I'm on a CI box running tests. To speed it up, I'm just doing a shallow clone:
git clone --depth 1 git@github.com:JoshCheek/some_repo.git
Assuming all the tests pass, I want to trigger the next step in the pipeline. What to trigger is based on which files changed between the last deployment (ref d123456
) and the current ref I just tested (ref c123456
). If I had done a normal clone, I could find out like this this:
git diff --name-only d123456 c123456
But my clone is shallow, so it doesn't know about those commits.
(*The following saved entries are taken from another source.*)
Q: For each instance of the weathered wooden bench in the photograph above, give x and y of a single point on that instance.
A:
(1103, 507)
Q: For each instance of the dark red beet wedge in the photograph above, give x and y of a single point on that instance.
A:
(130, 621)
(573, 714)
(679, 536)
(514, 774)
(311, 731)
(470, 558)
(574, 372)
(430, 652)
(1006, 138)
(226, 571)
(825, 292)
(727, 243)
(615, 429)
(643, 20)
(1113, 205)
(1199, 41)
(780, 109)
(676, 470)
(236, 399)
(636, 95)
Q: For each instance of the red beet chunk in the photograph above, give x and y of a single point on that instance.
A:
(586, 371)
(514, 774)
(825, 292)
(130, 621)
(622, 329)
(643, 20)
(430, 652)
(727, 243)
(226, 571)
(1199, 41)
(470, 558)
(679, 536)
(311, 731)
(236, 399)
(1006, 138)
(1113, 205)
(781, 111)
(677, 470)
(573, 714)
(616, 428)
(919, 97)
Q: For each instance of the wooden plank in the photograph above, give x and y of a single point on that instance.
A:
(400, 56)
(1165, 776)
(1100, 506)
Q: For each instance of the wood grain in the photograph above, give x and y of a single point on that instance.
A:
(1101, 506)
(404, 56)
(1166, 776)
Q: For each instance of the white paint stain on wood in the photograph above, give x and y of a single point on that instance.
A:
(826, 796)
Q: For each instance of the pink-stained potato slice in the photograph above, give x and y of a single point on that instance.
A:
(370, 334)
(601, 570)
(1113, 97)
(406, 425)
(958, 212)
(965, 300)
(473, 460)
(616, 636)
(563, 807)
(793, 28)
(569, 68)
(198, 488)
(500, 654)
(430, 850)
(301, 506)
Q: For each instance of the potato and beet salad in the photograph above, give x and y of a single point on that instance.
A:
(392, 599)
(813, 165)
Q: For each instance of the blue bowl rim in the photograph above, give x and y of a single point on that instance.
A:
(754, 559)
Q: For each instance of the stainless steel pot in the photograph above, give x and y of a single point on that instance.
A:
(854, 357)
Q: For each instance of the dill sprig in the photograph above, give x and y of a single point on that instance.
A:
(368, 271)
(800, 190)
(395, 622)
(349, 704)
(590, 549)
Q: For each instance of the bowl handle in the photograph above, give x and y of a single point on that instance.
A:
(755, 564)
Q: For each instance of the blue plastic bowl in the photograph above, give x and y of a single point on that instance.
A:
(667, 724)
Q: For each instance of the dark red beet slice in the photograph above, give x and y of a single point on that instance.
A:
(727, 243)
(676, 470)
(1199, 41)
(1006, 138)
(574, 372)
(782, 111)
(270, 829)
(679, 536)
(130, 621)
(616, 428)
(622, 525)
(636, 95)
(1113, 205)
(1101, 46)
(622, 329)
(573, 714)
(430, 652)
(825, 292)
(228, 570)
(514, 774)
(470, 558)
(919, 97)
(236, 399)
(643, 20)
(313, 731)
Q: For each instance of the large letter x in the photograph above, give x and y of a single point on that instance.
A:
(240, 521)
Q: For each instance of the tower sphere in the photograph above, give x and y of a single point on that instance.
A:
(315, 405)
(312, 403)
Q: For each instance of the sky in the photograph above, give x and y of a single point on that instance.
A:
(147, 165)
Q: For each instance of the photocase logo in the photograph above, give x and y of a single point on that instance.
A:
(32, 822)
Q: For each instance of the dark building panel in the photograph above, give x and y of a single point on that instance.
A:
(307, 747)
I see that I can use git fetch --depth=n
to get more of the history, but I only know the SHA, not the depth of the SHA. Here's a set of ways that could presumably answer this question:
# hypothetical remote diff
git diff --name-only origin/d123456 origin/c123456
# hypothetical ref based fetch
git fetch --shallow-through d123456
git diff --name-only d123456 c123456
# hypothetical way to find the depth I need
depth=`git remote depth-to d123456`
git fetch --depth "$depth"
git diff --name-only d123456 c123456
Otherwise it seems like I might have to write a loop and keep invoking --deepen
until my history contains the commit. That seems painful (meaning annoying to write / maintain) and expensive (meaning slow, remember that the purpose of the shallow clone is to reduce this cost).